In its news release, the FTC states that the it is not satisfied with “industry efforts to address privacy through self-regulation,” which “have been too slow, and up to now have failed to provide adequate and meaningful protection.” The report also suggests that the FTC’s notice/choice and harm based model's shortcomings coupled with the advances in technology necessitate a new framework. The FTC came up with these new principles based partly on the three roundtables conducted in the past year, which found that collection of consumer information was ubiquitous, consumers did not understand this collection and could not make meaningful choices, privacy was important to consumers, and the distinction between personally identifiable information and anonymous information was blurring.

Using this new framework, under the Privacy by Design principle, the FTC proposes that companies incorporate substantive privacy protections into their practices, including data security, collection limitations, retention practices, data accuracy, training, and assigning employees to oversee privacy issues.

Under the Simplified Choice principle, FTC suggests that companies need not provide notice regarding commonly accepted practices, such as service fulfillment, internal operations, fraud prevention legal compliance, and first-party marketing. However, the FTC suggests that companies should offer consumers informed, meaningful, clear, concise, just-in-time choices for uses that are not commonly accepted. The FTC also suggests that Do Not Track technology may have to be implemented to accomplish this goal in the behavioral advertising arena, but that its implementation will have to differ from the Do Not Call registry due to the differences in technology.

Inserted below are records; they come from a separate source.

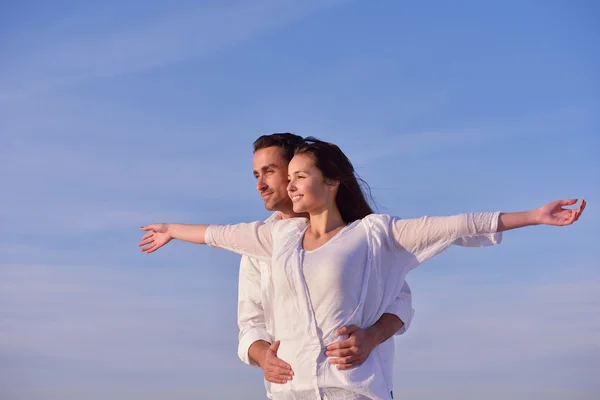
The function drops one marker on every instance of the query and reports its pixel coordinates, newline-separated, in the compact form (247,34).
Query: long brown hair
(350,200)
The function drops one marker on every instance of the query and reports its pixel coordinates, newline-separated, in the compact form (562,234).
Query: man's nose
(260,184)
(291,187)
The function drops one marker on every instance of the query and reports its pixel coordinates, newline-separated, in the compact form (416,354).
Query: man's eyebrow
(298,172)
(266,167)
(269,166)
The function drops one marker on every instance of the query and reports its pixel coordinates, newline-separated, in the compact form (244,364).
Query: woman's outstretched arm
(424,237)
(548,214)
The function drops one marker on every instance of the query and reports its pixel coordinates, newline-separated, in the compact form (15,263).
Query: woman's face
(307,187)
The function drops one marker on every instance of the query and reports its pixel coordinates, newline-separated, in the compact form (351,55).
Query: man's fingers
(149,249)
(346,330)
(146,241)
(343,360)
(350,365)
(279,363)
(345,352)
(567,202)
(342,344)
(274,346)
(276,380)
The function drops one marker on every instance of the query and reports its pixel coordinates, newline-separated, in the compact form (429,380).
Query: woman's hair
(350,200)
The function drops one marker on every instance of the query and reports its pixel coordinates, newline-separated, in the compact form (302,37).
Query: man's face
(270,170)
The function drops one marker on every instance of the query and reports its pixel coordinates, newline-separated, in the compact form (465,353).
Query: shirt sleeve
(251,315)
(402,308)
(427,236)
(248,239)
(489,239)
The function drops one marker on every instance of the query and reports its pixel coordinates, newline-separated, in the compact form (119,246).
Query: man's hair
(287,142)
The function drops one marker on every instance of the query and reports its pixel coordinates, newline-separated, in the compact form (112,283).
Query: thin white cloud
(161,326)
(165,39)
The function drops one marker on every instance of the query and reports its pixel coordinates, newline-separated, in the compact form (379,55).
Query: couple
(338,265)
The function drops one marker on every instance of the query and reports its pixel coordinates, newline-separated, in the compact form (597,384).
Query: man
(272,153)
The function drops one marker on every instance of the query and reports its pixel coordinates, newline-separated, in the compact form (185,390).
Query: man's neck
(326,221)
(288,215)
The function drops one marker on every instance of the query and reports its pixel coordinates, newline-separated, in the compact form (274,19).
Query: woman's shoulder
(379,219)
(289,224)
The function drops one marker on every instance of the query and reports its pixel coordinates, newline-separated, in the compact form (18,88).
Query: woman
(344,265)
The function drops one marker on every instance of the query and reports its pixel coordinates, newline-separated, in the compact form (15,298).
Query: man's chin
(270,205)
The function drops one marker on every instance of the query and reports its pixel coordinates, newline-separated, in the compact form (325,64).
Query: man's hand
(555,214)
(158,235)
(353,351)
(275,369)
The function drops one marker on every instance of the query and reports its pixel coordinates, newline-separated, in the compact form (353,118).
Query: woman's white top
(351,279)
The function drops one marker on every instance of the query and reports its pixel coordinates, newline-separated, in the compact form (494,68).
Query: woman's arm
(548,214)
(424,237)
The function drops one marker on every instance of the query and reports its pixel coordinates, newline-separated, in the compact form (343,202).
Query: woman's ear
(332,184)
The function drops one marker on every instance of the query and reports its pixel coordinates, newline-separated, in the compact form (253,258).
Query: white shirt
(255,298)
(393,247)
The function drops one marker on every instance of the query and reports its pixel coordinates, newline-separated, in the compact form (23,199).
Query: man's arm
(251,316)
(255,345)
(355,350)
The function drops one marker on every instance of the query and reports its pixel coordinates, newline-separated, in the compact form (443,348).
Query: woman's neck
(324,222)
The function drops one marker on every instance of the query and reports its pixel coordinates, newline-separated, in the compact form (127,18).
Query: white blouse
(351,279)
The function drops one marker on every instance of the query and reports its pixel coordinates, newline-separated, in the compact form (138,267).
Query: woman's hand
(158,235)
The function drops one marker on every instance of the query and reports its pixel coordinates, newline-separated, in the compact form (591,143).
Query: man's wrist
(376,335)
(258,350)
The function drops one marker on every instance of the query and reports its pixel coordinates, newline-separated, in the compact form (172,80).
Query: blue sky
(118,114)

Under the Greater Transparency principle, the FTC suggests that privacy notices should be clearer, shorter, and standardized. Additionally, under this principle, companies should provide consumers with reasonable access to their information, obtain express consent before using consumer information in a materially different manner than claimed when the information was collected, and educate consumers. The FTC recommends that companies standardize the format and terminology of these notices and offers GLBA notices as guidance. Therefore, the new framework may require the rewrite of all online privacy policies, especially if it requires standardized forms and terminology. At a minimum, it may require privacy policies to be adjusted for a layered approach.

At times, the report raises more questions than it answers. The report includes 6 pages of questions for comments to be submitted to the FTC.  It also leaves the legislative door open, but recommends robust, enforceable self-regulation. It is also broad in scope. It mentions everything from deep packet inspection to flash cookies to HTML 5 evercookies.

Nevertheless, the FTC reiterates its willingness to “take action against companies that cross the line with consumer data and violate consumers’ privacy – especially when children and teens are involved.” The day before the announcement of the staff report, the FTC also announced an enforcement action against EchoMetrix regarding the disclosure of children’s information to third party marketers without adequate disclosure to parents.